5. The method according to claim 4, wherein before the step of filtering the converted normal human voice audio according to the Mel filter bank to obtain the normal human voice audio, the method further comprises the following steps:

acquiring training language information corresponding to the conventional human voice audio;

calling a preset number of calling filters corresponding to the training language information to carry out sequential arrangement to obtain an initial Mel filter set;

and determining the starting Mel frequency and the ending Mel frequency of each calling filter in the initial Mel filter bank to obtain the Mel filter bank.

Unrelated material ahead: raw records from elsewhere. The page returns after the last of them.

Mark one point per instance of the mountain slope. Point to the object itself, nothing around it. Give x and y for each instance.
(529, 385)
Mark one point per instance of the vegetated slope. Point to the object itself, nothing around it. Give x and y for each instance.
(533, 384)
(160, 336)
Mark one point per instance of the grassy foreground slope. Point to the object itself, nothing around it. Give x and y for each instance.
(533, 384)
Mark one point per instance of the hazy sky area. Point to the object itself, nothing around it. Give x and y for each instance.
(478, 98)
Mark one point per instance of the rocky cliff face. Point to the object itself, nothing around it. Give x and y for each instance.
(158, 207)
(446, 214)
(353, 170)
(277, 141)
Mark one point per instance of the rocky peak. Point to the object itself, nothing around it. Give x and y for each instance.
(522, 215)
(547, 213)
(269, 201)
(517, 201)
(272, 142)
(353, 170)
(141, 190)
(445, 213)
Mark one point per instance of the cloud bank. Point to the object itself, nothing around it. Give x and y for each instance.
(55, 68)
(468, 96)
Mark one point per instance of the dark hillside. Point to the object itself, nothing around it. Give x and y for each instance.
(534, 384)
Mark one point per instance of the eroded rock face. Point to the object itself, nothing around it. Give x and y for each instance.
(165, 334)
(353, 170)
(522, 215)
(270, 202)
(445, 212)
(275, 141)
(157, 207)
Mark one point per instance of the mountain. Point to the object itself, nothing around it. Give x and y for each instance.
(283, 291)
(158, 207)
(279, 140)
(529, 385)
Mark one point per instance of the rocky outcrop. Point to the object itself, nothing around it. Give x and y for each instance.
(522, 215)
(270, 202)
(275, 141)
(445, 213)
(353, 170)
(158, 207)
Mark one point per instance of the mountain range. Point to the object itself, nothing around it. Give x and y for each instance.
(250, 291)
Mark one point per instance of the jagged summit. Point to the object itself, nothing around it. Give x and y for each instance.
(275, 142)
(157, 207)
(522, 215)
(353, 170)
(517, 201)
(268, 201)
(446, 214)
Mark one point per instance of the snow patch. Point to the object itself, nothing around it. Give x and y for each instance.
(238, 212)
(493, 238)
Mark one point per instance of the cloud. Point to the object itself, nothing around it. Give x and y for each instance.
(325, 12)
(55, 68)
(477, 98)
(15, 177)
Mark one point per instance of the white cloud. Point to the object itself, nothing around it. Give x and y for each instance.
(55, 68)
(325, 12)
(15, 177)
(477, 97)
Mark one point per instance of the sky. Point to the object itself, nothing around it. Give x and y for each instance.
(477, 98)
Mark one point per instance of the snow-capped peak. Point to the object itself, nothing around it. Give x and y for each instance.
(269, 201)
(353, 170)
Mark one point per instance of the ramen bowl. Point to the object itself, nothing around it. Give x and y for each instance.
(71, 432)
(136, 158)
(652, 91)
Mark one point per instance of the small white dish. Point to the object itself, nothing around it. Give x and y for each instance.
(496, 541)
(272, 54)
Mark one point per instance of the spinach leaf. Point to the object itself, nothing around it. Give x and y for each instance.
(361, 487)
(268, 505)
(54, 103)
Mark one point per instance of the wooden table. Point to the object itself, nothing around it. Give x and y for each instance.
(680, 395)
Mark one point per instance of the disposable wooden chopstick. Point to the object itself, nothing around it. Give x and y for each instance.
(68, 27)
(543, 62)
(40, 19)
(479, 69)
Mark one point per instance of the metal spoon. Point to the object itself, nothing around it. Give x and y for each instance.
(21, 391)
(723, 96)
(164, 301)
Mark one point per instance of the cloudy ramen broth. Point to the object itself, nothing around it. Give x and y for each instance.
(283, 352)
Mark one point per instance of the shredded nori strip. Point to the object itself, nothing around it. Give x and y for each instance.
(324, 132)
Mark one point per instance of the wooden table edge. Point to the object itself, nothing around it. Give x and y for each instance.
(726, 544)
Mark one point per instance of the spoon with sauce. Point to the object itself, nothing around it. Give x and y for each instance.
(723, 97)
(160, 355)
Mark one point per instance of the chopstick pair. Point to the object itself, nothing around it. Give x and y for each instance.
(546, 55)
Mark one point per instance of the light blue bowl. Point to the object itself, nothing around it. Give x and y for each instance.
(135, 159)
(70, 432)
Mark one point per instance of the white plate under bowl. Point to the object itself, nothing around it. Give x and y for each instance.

6. The method of claim 5, wherein the step of determining a starting Mel frequency and a terminating Mel frequency of each of the called filters in the initial Mel filter set to obtain the Mel filter set comprises the steps of:

determining a first starting frequency algorithm and a second starting frequency algorithm according to the language information, wherein the first starting frequency algorithm is represented as:

the second start frequency algorithm is represented as:

wherein F represents the maximum frequency after conversion into mel-frequency spectrum; i =1,2, …, M, when determining the center frequency of a certain mel filter, fi in the formula represents the center frequency of the ith mel filter; when a specific initial mel frequency of a certain mel filter is determined, fi-1 in the formula represents the specific initial mel frequency of the ith mel filter; when a specific termination mel frequency of a certain mel filter is determined, the specific termination mel frequency of the i-th mel filter is represented by fi + 1;

determining a specific starting Mel frequency of a k-th Mel filter and a preceding Mel filter in the Mel filter bank according to the first starting frequency algorithm, and determining a specific starting Mel frequency of a k + 1-th Mel filter and a following Mel filter in the Mel filter bank according to the second starting frequency algorithm, wherein k is a positive integer less than half of the sum of a preset number and 1, and k +1 is a positive integer greater than or equal to half of the sum of the preset number and 1;

determining a specific termination Mel frequency of a k-1 th Mel filter and a preceding Mel filter in the Mel filter bank according to the first start frequency algorithm, and determining a specific termination Mel frequency of a k-th Mel filter and a succeeding Mel filter in the Mel filter bank according to the second start frequency algorithm, wherein the specific termination Mel frequency of each Mel filter is a specific start Mel frequency of a next Mel filter of the Mel filters.

7. The method according to claim 1, wherein after the step of performing a voice endpoint detection operation for the vibration audio according to the audio to be recognized input to the target VAD model to obtain a target voice endpoint, the method further comprises the following steps:

and storing the target voice endpoint into a block chain.

8. A speech endpoint detection apparatus for vibro-audio, comprising:

the characteristic labeling module is used for performing characteristic labeling operation on the audio characteristic data according to preset standard audio characteristics and characteristic labels corresponding to the standard audio characteristics to obtain audio labeling data;

9. A computer device comprising a memory having computer readable instructions stored therein and a processor which when executed performs the steps of the method for speech endpoint detection for rumble audio of any of claims 1 to 7.

10. A computer readable storage medium having computer readable instructions stored thereon which, when executed by a processor, implement the steps of the method for speech endpoint detection for rumble audio of any of claims 1 to 7.